No entanto, as variações a nível geográfico são significativas. Inês Campos, investigadora cE3c e primeira autora do estudo, explica: “Regiões com maior número de habitantes – como Região Centro e Lisboa, Madeira, e Algarve – atribuem maior importância ao problema do que regiões com menos habitantes. Os valores variam ainda considerando se os municípios participam ou não em redes Europeias tais como o Pacto dos Autarcas e o Mayors Adapt: os que participam neste tipo de rede tendem a dar mais importância ao tema”.

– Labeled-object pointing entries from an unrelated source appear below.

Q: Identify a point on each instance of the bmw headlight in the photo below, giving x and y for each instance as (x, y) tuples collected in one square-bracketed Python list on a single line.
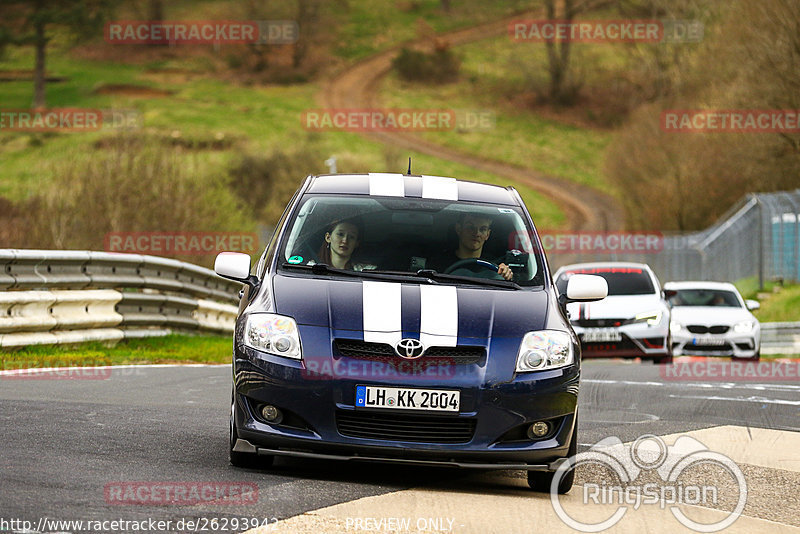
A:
[(652, 318), (545, 349), (744, 327), (276, 334)]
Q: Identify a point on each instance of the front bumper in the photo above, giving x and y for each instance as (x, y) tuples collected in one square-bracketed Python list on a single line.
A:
[(724, 345), (498, 411), (637, 341)]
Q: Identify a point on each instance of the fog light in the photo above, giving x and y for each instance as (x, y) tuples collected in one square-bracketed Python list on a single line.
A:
[(538, 430), (271, 414)]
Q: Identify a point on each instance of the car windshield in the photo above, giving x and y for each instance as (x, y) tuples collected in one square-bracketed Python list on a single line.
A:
[(621, 280), (705, 297), (409, 236)]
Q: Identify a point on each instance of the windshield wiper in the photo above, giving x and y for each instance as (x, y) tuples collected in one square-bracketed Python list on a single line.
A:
[(436, 276), (324, 268)]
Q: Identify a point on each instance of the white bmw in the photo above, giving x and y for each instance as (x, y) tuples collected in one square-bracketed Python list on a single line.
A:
[(712, 319)]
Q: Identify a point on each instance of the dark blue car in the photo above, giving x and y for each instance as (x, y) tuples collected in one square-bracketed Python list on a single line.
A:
[(405, 318)]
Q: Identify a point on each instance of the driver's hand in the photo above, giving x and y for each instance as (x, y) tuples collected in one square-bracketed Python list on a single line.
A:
[(505, 271)]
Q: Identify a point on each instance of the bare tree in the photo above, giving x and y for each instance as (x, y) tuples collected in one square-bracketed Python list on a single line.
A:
[(27, 24), (562, 89)]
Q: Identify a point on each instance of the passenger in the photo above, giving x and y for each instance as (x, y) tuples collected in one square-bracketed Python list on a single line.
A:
[(472, 232), (342, 238)]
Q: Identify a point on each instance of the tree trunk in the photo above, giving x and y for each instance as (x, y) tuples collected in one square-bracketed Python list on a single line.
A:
[(39, 70), (558, 53)]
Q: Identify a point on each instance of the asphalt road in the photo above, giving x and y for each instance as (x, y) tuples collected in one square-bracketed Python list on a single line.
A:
[(64, 441)]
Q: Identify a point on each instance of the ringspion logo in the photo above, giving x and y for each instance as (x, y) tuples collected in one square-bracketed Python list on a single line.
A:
[(181, 243), (180, 493)]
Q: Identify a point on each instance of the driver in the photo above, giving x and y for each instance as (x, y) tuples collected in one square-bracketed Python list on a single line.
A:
[(472, 231)]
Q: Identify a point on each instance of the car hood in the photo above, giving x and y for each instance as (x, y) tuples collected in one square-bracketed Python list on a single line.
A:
[(396, 310), (710, 315), (615, 307)]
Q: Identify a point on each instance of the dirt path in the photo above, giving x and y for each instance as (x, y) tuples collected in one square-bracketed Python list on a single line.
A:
[(356, 87)]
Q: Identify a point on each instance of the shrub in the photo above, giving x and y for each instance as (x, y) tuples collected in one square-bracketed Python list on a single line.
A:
[(441, 66)]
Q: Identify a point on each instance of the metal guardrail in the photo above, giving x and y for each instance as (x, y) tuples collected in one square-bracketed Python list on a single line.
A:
[(58, 297), (780, 338)]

Este estudo surgiu no âmbito do projeto europeu BASE – Bottom-up Climate Adaptation Strategies Towards a Sustainable Europe, do qual o grupo CCIAM-cE3c faz parte, e no processo os investigadores fizeram outras descobertas interessantes. Por exemplo, que existem diferentes percepções sobre o risco associado às alterações climáticas entre o Litoral e o Interior. “Enquanto no Litoral há uma maior preocupação com a adaptação, no Interior a maior parte das medidas planeadas ou em fase de implementação são de mitigação. De certo modo, muitos dos impactos que se podem esperar no interior do país tendem a agravar problemas já existentes, tais como o abandono de terras ou a desertificação. A necessidade de lidar com estes problemas é algo que já faz parte da cultura local. No Litoral, por sua vez, há uma nova consciência sobre o perigo da subida do nível do mar, sobretudo em zonas afectadas por problemas de erosão costeira”, esclarece Inês Campos. 

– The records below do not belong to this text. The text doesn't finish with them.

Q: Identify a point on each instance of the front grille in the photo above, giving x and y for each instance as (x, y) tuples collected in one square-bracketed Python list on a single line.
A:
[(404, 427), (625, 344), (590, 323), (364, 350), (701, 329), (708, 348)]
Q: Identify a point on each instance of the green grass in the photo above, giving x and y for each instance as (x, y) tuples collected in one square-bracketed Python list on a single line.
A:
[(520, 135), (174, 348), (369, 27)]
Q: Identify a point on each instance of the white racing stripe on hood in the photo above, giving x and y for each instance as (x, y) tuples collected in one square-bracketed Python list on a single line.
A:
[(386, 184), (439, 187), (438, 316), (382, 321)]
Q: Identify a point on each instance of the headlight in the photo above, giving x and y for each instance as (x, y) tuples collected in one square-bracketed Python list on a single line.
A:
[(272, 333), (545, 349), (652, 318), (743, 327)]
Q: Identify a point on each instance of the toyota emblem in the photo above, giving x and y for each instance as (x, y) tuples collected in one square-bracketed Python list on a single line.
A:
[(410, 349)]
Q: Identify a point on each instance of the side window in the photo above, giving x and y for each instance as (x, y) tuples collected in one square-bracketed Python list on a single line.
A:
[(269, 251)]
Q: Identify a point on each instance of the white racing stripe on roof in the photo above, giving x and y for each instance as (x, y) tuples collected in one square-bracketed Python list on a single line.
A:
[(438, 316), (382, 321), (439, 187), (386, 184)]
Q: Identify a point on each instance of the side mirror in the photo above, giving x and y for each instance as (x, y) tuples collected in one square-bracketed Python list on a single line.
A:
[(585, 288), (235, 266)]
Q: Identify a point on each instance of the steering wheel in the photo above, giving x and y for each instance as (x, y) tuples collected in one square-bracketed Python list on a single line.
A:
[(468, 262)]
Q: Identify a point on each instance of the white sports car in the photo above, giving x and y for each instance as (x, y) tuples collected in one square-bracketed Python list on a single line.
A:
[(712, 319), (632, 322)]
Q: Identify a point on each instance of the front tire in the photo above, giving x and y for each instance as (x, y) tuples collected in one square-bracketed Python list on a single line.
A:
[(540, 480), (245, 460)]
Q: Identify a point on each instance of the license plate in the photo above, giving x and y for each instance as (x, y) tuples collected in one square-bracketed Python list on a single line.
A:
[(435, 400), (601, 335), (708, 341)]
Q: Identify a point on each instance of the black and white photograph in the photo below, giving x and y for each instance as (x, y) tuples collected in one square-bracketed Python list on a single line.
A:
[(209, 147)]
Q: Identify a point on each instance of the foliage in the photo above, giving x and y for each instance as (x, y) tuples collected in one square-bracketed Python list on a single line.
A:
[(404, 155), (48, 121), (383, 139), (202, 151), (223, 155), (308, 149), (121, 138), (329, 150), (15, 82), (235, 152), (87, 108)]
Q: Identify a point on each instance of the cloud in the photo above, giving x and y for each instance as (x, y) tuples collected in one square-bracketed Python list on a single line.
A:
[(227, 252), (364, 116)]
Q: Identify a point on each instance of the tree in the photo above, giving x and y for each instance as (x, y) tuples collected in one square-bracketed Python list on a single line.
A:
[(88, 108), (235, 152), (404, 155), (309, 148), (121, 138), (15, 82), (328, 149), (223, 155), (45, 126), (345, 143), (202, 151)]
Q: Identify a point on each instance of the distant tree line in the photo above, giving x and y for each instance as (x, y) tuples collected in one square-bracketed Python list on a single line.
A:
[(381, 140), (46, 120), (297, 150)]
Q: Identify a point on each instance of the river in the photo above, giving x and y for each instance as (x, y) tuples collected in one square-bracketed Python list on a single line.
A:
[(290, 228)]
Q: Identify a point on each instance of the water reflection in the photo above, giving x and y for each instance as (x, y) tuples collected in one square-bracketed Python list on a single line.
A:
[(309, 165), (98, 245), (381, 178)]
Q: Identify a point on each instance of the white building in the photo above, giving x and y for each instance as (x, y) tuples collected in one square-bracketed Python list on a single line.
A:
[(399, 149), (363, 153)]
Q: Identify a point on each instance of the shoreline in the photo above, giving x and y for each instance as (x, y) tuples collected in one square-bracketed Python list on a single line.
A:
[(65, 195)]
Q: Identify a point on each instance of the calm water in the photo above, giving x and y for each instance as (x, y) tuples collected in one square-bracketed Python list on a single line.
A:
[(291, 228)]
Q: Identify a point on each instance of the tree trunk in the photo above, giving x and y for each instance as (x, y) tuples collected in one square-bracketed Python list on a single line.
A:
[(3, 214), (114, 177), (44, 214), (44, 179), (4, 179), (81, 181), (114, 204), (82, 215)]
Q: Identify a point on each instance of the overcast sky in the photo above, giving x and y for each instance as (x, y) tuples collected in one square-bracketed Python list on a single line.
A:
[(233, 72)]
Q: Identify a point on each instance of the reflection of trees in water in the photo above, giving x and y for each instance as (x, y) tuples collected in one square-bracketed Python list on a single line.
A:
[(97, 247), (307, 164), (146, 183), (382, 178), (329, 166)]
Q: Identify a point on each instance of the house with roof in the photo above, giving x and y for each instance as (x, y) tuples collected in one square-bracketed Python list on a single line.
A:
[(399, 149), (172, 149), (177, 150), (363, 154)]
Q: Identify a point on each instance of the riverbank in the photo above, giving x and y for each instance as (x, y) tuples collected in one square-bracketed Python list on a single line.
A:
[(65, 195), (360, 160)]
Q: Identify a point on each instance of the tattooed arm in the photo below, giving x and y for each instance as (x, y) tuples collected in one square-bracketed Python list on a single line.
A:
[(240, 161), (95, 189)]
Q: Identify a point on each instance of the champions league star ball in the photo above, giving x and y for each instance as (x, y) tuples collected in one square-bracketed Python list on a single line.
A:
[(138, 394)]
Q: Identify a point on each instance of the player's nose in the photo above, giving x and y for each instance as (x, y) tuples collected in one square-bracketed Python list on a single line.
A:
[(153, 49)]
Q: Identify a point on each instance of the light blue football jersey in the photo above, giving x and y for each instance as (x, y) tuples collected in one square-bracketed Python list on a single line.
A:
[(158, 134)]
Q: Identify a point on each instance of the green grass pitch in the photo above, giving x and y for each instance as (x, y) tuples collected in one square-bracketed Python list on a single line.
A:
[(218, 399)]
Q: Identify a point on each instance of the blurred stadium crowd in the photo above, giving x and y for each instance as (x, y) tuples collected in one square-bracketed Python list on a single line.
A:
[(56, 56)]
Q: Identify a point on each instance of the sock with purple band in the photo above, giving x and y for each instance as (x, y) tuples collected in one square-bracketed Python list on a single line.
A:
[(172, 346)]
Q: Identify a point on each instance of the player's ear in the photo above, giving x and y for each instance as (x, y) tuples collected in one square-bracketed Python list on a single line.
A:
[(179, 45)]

Os resultados do inquérito também demonstraram existir falta de informação e conhecimento sobre os impactos das alterações climáticas e a necessidade de se fazerem mais estudos sobre riscos e vulnerabilidades locais. “E tudo isto parece acontecer apenas quando há um interesse político. O inquérito mostra bem que para os municípios sem interesse político é improvável haver qualquer tipo de ação local”, conclui Inês Campos.

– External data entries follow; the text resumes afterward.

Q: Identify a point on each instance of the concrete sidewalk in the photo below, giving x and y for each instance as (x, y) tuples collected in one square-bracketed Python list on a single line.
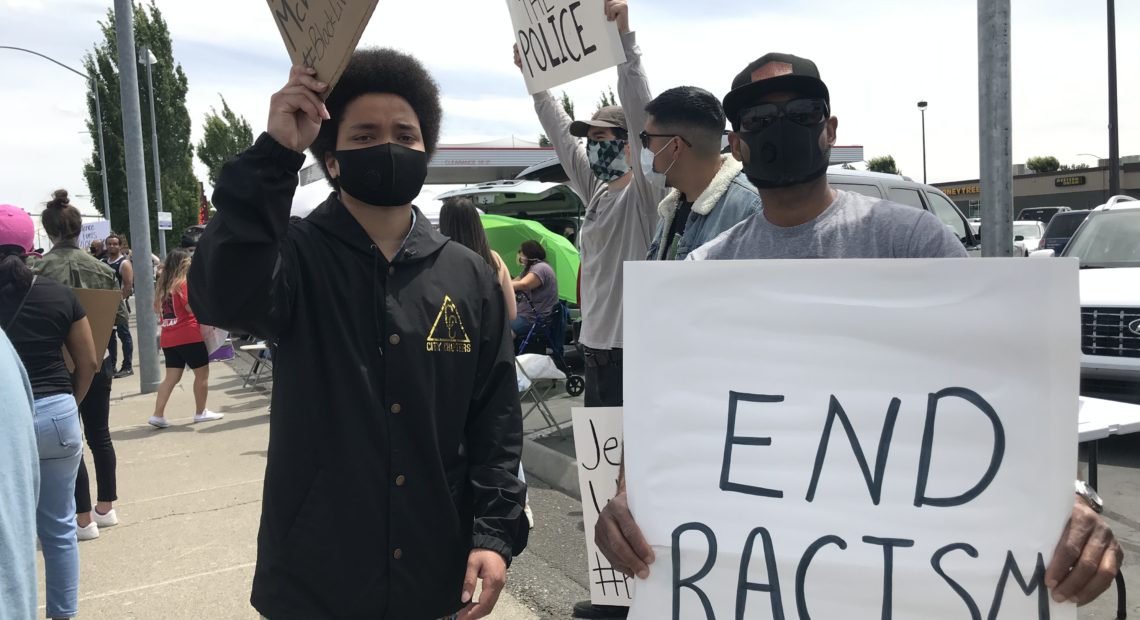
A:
[(188, 510)]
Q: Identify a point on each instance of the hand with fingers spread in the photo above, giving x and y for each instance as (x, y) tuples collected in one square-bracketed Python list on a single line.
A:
[(296, 111), (490, 568), (1086, 559), (620, 539), (618, 10)]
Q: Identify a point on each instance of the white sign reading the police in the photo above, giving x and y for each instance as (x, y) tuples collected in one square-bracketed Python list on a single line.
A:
[(563, 40), (92, 230), (851, 439), (597, 445)]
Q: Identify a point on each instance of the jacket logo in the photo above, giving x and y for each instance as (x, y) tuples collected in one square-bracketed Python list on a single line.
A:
[(447, 334)]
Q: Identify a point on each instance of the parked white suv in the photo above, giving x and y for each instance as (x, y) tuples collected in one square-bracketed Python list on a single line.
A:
[(1108, 246)]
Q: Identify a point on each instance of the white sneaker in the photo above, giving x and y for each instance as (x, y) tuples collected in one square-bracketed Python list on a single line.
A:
[(105, 520), (90, 532), (206, 415)]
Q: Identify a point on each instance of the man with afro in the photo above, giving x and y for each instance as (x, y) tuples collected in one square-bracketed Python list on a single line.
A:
[(395, 439)]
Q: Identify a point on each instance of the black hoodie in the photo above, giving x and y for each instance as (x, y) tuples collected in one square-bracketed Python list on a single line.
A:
[(396, 429)]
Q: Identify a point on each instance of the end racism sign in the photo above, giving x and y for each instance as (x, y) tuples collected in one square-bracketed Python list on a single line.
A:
[(563, 40), (851, 439), (322, 33), (597, 443)]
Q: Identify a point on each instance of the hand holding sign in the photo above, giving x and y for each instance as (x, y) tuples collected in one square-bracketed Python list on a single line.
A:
[(295, 112)]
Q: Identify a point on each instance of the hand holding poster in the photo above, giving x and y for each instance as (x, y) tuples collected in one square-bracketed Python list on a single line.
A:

Este inquérito foi realizado antes da implementação de projetos financiados pelo Programa AdaPT (um programa desenvolvido para apoiar financeiramente a atuação em matéria de adaptação às alterações climáticas em Portugal). Gil Penha-Lopes, um dos autores do estudo e também coordenador do ClimAdaPT.Local (um dos projetos que resultou do Programa AdaPT), considera que muito se fez desde aí. Na sua opinião, “este inquérito realizado em 2017 teria uma resposta diferente – não tanto na componente de implementação mas mais no sentido de existir um maior interesse e aceitação política, tornando este tema cada vez mais uma prioridade.”

Este estudo resultou do trabalho de equipa entre investigadores de diferentes áreas – ciências sociais, biologia, engenharia – o que à partida colocou desafios de comunicação e de conciliação de estratégias entre a equipa. “Essa dimensão também levou a uma aprendizagem interessante. Falamos ‘línguas diferentes’ – o que resultou, por exemplo, num grande debate em torno do questionário até se chegar a uma versão final. Tivémos umas 20 versões diferentes até concordar na linguagem. Mas somos muito complementares”, recorda Inês Campos. “Acho que esse processo de aprendizagem entre os investigadores, e as novas dinâmicas de trabalho que surgem da intersecção de várias disciplinas científicas, foi de grande valor para todos nós”. 

 

(*)

Campos, I., Guerra, J., Gomes, J. F., Schmidt, L., Alves, F., Vizinho, A. & Penha-Lopes, G. (2017) Understanding climate change policy and action in Portuguese municipalities: A survey. Land Use Policy 62, 68-78.